Zu dieser Weiterentwicklung gehört auch das Thema Digitalisierung, das große wie kleine Betriebe gleichermaßen betrifft. Wo kann die Politik hier ansetzen, um bessere Bedingungen für die Firmen der Region zu schaffen?
Schaut man sich die Digitalisierungskarte Deutschlands an, stellt man schnell fest, dass sich unser Kreis unter allen westdeutschen Kreisen mit lediglich zwei anderen „Mitstreitern“ die Schlusslichtposition teilt. Im 21. Jahrhundert ist ein Mobilfunknetz mit vielen schwarzen Löchern jedoch inakzeptabel. Während der Kreisentwicklungsplan der Politik Ergebnisse bis 2030 vorsieht, fordern wir Unternehmer einen schnelleren Ausbau des 5G-Netzes.

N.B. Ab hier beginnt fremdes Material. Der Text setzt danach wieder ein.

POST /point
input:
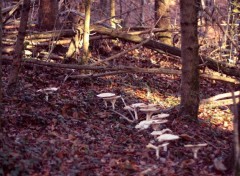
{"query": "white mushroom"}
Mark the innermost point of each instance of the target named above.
(109, 97)
(105, 95)
(134, 107)
(157, 148)
(195, 148)
(160, 116)
(143, 124)
(149, 112)
(48, 91)
(147, 123)
(164, 145)
(112, 100)
(158, 133)
(167, 137)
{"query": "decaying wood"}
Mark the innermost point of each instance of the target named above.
(225, 102)
(121, 53)
(122, 69)
(222, 96)
(221, 67)
(19, 47)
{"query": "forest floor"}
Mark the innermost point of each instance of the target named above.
(71, 132)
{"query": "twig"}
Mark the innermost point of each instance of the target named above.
(121, 53)
(124, 117)
(133, 117)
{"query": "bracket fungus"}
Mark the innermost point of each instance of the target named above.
(48, 91)
(157, 148)
(147, 123)
(195, 148)
(111, 97)
(160, 116)
(134, 107)
(149, 111)
(158, 133)
(167, 137)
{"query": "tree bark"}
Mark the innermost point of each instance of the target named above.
(47, 14)
(18, 51)
(113, 13)
(189, 55)
(162, 19)
(1, 85)
(86, 32)
(221, 67)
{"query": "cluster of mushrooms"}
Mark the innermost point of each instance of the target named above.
(162, 136)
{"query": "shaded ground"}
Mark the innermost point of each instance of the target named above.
(70, 132)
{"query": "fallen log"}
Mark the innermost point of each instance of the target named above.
(122, 69)
(221, 67)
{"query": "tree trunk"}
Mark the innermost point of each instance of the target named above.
(1, 86)
(142, 16)
(162, 19)
(86, 32)
(236, 125)
(113, 13)
(19, 47)
(47, 14)
(190, 58)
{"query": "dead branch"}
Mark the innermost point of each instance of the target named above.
(125, 69)
(221, 67)
(121, 53)
(221, 96)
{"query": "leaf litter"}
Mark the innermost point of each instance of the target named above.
(73, 133)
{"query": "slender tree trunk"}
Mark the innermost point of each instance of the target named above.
(19, 47)
(86, 32)
(142, 17)
(1, 85)
(47, 14)
(189, 56)
(113, 13)
(236, 125)
(162, 18)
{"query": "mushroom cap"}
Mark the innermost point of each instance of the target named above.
(158, 133)
(158, 121)
(164, 144)
(146, 106)
(48, 90)
(152, 109)
(196, 145)
(160, 116)
(144, 124)
(111, 98)
(136, 105)
(128, 108)
(105, 95)
(167, 137)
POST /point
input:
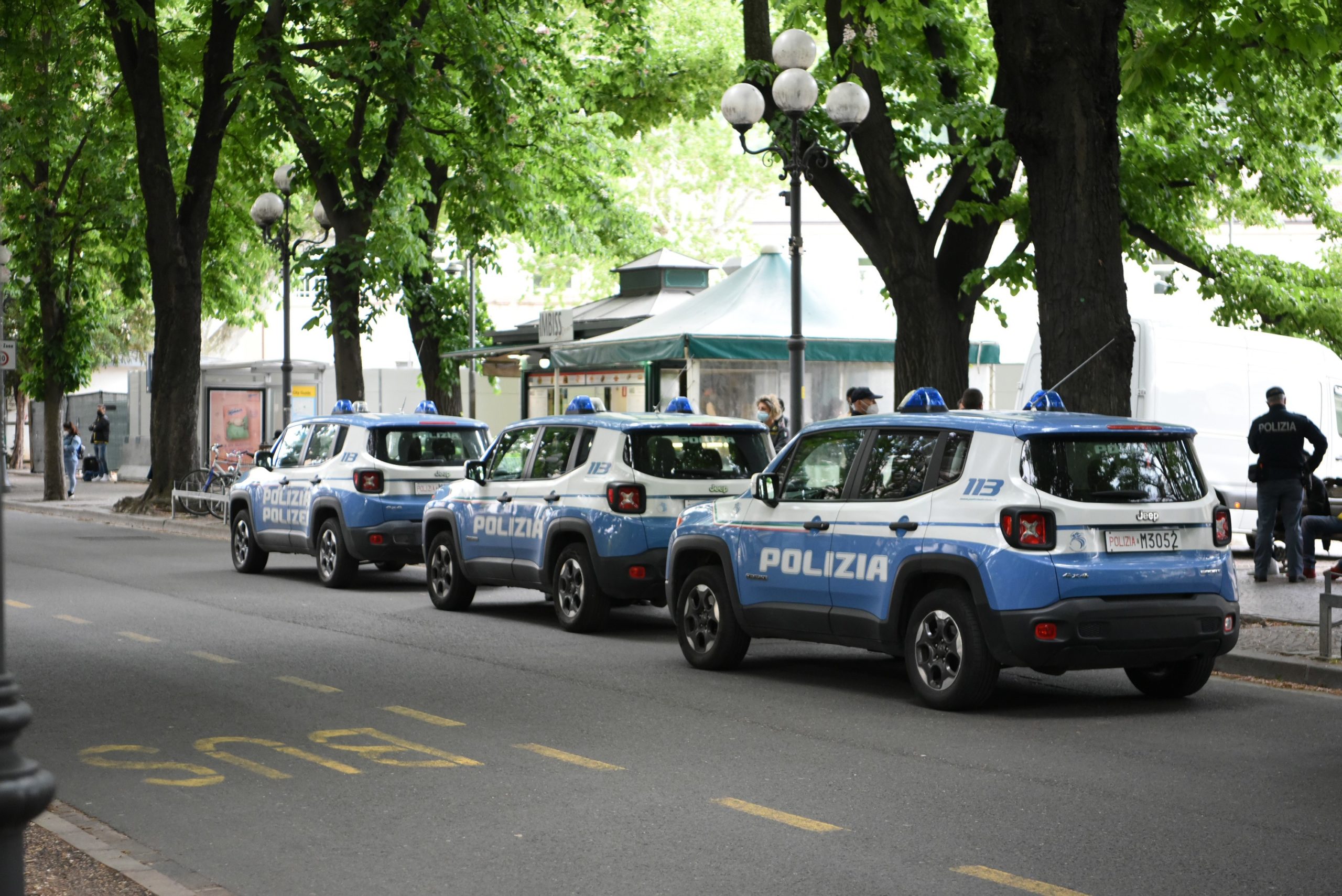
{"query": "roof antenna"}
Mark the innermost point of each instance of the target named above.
(1054, 388)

Schließlich sind hohe Bandbreiten und eine flächendeckende Mobilfunkverbindung maßgeblich für die Digitalisierung aller Betriebe der Region. Zudem leiden unsere Mitarbeiter sowie deren Familien unter der schlechten Vernetzung.
Ein weiterer Punkt, der insbesondere junge Familien betrifft, ist die schwierige Immobilienlage im Eifelkreis. Wie können bezahlbarer Wohnraum und ein Ausbau des öffentlichen Personennahverkehrs junge Fachkräfte motivieren, in der Region zu arbeiten und zu leben?
Unser Ziel ist es, den Eifelkreis so attraktiv zu machen, dass junge Menschen in der Region bleiben, und gleichzeitig als Kreis so aus der Masse herauszustechen, dass Familien aus anderen Landkreisen gerne in die Eifel ziehen. Statt bezahlbaren Wohnraum zu bieten, kämpfen wir als eigentlich ländliche Region mit ungewöhnlich hohen Immobilienpreisen. Zudem führt der öffentliche Nahverkehr ein regelrechtes Schattendasein und bietet kaum Möglichkeiten, schnell und nachhaltig seine Ziele zu erreichen. Wer aus deutschen Ballungszentren stammt, verfügt heute jedoch oft nicht mehr über ein eigenes Fahrzeug und ist an eine gut ausgebaute Infrastruktur gewöhnt. Mit digitalen Mobilitätslösungen würde die Eifel als Lebensort attraktiver werden und mehr Fachkräfte anlocken.
Langwierige Genehmigungsverfahren und hohe Energiepreise – ebenfalls Gründe, warum immer mehr Fachkräfte die Eifel verlassen?
Auf jeden Fall, schließlich hat kaum ein Unternehmen die Zeit, sich tagtäglich aufs Neue mit starren und komplexen Genehmigungsverfahren auseinanderzusetzen. Hier müssen die Behörden endlich ihre Rolle als verantwortliche Stellen wahrnehmen und Unternehmen effizient beraten sowie bei ihrem Vorhaben unterstützen. Und auch mit dem Thema Energiepreise muss sich die Politik schnellstmöglich auseinandersetzen. Neben der Umweltverträglichkeit durch nachhaltige Energiekonzepte müssen hier auch die Bezahlbarkeit und die Versorgungssicherheit im Fokus stehen. Es ist an der Zeit, die im Kreis durch politische Anreize entstandenen dezentralen Insellösungen sinnvoll zu vernetzen und mit Speicherlösungen zu erweitern. Denn nur so werden wir es als Region langfristig schaffen, unsere Attraktivität zu erhöhen und Unternehmen aller Größenordnungen bestmöglich auf die Zukunft vorzubereiten.